In 1843, he claimed to be controlling a large comet which had appeared in the sky; this was seen as an omen of war. Two years later, at the outbreak of the Flagstaff War, Te Atua Wera became a spiritual advisor to Hone Heke. Nakahi would speak to Hone Heke through Te Atua Wera, promising Heke his warriors would not be harmed in battle, so long as they observed both the rites of their ancestors and the European god. During a battle at Puketutu, Nakahi blew away the fire of a Congreve rocket, saving Heke's life. Te Atua Wera was also present at the Battle of Ohaeawai, where he made divinations from the scalp of the dead Lieutenant George Phillpotts and composed two songs, one of which foretold victory against the British.

==Later life==

After the war, Papahurihia lived upriver from Omanaia. He was regularly visited by John Webster, a Scottish settler and businessman, and Maxime Petit, a Catholic priest. In the 1850s his anti-Protestant stance had softened, and he was converted to Christianity by Aperahama Taonui. His baptiser was Thomas Buddle. Thereafter he took the name Penetana and ran a school at Rawene in 1859 alongside Taonui. He was later made a warden of police and an assessor by the government in 1861. A government report in 1866 described him as a minor chief, though highly influential, who was loyal to the government.

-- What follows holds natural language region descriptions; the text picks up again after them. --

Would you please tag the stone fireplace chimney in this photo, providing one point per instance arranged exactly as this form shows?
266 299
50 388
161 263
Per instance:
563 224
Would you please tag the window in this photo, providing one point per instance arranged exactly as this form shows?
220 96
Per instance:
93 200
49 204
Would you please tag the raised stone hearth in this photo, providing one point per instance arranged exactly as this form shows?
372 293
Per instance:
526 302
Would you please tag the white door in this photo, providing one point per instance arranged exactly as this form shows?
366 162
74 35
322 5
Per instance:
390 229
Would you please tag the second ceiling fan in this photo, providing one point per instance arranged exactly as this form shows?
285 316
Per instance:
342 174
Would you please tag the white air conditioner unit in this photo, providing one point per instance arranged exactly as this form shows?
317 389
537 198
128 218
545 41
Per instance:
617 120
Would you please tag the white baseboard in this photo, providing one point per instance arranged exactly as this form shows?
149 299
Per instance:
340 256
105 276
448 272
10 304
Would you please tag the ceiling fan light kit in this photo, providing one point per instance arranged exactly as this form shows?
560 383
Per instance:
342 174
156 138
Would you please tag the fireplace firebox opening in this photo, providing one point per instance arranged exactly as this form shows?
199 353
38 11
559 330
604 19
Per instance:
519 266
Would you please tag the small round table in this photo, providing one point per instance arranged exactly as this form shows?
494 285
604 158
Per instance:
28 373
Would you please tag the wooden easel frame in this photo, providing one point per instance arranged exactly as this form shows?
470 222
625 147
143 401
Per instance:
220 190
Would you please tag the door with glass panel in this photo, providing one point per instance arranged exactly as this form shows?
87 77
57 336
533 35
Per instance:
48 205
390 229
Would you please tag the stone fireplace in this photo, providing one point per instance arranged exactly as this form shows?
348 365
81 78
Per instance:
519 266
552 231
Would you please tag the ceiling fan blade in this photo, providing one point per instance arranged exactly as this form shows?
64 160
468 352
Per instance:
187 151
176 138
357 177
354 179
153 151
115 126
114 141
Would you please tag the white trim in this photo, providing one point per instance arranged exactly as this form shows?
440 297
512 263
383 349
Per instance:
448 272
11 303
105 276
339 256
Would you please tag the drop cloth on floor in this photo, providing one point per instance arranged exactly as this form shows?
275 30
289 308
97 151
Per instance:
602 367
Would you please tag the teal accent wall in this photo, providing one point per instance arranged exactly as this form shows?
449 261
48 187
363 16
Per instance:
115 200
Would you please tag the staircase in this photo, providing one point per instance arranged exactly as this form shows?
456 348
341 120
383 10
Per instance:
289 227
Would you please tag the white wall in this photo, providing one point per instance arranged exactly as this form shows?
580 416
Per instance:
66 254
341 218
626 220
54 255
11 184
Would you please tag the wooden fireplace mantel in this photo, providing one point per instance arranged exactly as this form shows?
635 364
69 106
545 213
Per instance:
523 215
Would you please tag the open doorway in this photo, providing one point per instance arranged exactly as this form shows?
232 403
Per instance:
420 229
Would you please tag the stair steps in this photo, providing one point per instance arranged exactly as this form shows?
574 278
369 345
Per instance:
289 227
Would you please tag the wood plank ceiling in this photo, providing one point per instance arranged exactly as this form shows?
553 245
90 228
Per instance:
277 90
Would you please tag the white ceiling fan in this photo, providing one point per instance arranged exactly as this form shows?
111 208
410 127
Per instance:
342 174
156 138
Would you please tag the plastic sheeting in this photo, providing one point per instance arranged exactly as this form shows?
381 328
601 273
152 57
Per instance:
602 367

He was consulted by Māori during the Taranaki and Waikato wars as to their outcome. After speaking with the dead, he predicted a stalemate.

He died on 3 November 1875, and was buried at Omanaia by William Rowse, a Wesleyan minister. A later tohunga, Hone Riiwi Toia, communed with his spirit during the Dog Tax War in 1898. Toia established a cult known as Whiowhio (literally "whistling"), inspired by the strange whistling voice in which Nakahi would speak to the Hurai.